Predicting Hysteresis With Preisach Models

Rock magnetists characterize magnetic systems using first order reversal curve (FORC) functions. These are functions of two fields derived from a particular set of magnetization curves called FORCs. FORC functions borrow the formalism of classical Preisach theory, which has also been used to predict hysteresis in nonlinear systems. The theory has two criteria that the hysteresis must satisfy for the model to work: "congruency" and "wiping out". If these criteria are satisfied then a function called the Preisach function can be derived from hysteresis measurements in the same way that the FORC function is derived.

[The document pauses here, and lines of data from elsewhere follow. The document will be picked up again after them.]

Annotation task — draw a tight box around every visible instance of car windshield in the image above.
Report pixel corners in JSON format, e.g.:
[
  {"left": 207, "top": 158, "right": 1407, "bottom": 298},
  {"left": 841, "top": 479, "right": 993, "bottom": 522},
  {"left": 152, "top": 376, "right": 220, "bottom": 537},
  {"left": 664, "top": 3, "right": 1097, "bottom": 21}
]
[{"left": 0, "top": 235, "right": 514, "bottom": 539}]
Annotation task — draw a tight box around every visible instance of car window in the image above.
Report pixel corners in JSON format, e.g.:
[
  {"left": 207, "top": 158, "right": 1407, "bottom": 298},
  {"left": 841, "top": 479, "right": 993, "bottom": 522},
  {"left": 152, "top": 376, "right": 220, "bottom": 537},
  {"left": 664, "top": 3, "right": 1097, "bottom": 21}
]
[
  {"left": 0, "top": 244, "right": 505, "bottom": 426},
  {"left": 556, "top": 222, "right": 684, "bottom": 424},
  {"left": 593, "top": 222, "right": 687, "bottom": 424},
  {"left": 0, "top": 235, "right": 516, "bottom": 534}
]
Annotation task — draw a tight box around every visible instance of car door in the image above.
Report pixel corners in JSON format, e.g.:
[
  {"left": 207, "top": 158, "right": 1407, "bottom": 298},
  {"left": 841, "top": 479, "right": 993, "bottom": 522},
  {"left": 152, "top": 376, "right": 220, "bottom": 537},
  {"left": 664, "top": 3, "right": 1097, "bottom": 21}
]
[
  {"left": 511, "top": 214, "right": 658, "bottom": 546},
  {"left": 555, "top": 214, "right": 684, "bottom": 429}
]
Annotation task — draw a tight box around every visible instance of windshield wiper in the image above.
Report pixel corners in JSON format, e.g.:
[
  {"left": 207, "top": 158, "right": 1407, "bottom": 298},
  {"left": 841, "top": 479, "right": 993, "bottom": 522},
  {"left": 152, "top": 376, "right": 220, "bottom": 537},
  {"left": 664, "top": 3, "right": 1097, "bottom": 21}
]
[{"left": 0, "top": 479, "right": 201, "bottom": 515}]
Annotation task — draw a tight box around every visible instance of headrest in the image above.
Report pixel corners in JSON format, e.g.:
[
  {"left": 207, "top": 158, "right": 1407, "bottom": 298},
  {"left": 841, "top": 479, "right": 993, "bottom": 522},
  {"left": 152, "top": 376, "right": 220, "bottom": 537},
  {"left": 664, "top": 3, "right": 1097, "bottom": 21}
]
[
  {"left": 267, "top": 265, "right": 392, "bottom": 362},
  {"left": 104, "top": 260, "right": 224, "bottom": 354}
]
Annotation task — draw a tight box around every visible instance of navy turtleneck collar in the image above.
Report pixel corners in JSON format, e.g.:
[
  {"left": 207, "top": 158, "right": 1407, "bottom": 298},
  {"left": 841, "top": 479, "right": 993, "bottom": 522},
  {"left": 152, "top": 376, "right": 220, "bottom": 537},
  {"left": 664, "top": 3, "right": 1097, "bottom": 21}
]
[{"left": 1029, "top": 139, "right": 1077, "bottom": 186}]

The Preisach function can be integrated to predict the hysteresis, or predictions can be made directly from the FORCs. It is shown that if the criteria for the classical Preisach model are not met, there are two FORC functions. One is derived from FORCs that start at positive saturation, another from FORCs that start at negative saturation. Predictions of classical Preisach theory for single-domain particles with uniaxial anisotropy are compared with direct predictions using Stoner-Wohlfarth theory. If FORC functions are used the predictions are entirely unlike the true hysteresis. Piecing together FORC curves works better, but the predictions accumulate errors as the field oscillates. As a result, remanence predictions are also incorrect. There are many varieties of Preisach theory besides classical Preisach theory. Nonlinear Preisach theory uses a function of three fields and is known to correctly predict hysteresis for Stoner-Wohlfarth systems. However, it is shown that nonlinear Preisach theory cannot predict the hysteresis of more complex magnetic particles. Preisach theories may still be able to predict hysteresis in multi-particle systems if certain statistical properties hold.